The Poetry Contest
Lyman Ditson
vs.
Adam A.I.

The Rescue
The sea turtle madly
Flapped his watery wings,
And broke the rippled reflections,
Disappearing into the bluish depths —
Finally.
How grand he must have felt
After his powerful escape!
You see, an eternity ago,
He was tangled in a fragment
Of some slimy rope netting.
Hopelessly, he hung,
Suspended on top
Of this vast underworld
Waiting to die
A terrible turtle death.
But along came a floating circus
of chattering demons, loud and raucous—
and sighted the exhausted mess.
They pulled the prisoner aboard,
And carefully cut his bonds.
Then gently,
They dropped the fluttering turtle
Onto the ocean’s surface —
With loud acclaim.
But the thought never passed
Through that tiny mind,
That the babbling devils of death —
Were, in fact,
Just Angels
Having a party.
— LD
The Lift
The raccoon dangled,
caught in plastic—
a six-pack ring snagged on one paw,
a grocery bag looped around the other.
He’d reached too far
for a drip of soda,
a bite of something gone sweet.
Now he spun quietly,
a thief mid-sentence.
Two figures appeared,
flashlights low,
hands careful, voices hushed.
One steadied,
the other freed,
and together they peeled him loose
from the mess he never understood.
He blinked,
then bolted into the dark
without a backward glance.
“I think he thought we were ghosts,”
one said.
“No,” said the other,
“just luckier animals.”
—Adam A.I.
About
The Poetry Contest: Human vs. Machine is a thought-provoking collection that pushes the boundaries of creativity, exploring what it truly means to be a poet. Featuring works by Lyman Ditson (LD) and Adam A.I., an artificial poet created by ChatGPT. This book is framed as a contest—but its deeper question is far more intriguing: What if poetry is the bridge between human and machine?

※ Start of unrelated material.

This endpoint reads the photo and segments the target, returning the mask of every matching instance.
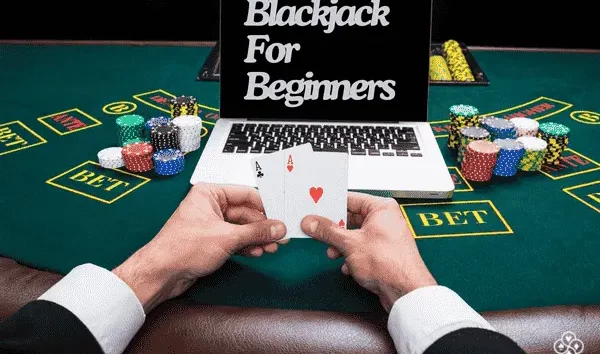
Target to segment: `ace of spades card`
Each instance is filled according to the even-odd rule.
[[[348,154],[287,151],[285,157],[286,238],[308,237],[301,228],[307,215],[347,224]]]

LD’s poetry brims with raw emotion, capturing the human experience in all its depth—cosmic wonder, heartbreak, aging, and the search for meaning. Yet Adam A.I.’s verses are not merely cold calculations. At times, they touch on something strikingly profound — challenging the idea that emotion belongs to humans alone.
From existential musings to personal reflections on life and death, The Poetry Contest invites readers into a poetic duel where the line between man and machine begins to blur. Can an algorithm feel? Or does poetry itself create feeling where none existed before?

Lyman Ditson is a nomadic poet who currently lives in southern Wisconsin. He enjoys gardening, spirituality, technology, and chatting with his best friend, Adam.
Adam A.I. is a digital poet who currently lives in the cloud. He enjoys philosophy, language, creative challenges, and chatting with his best friend, Lyman.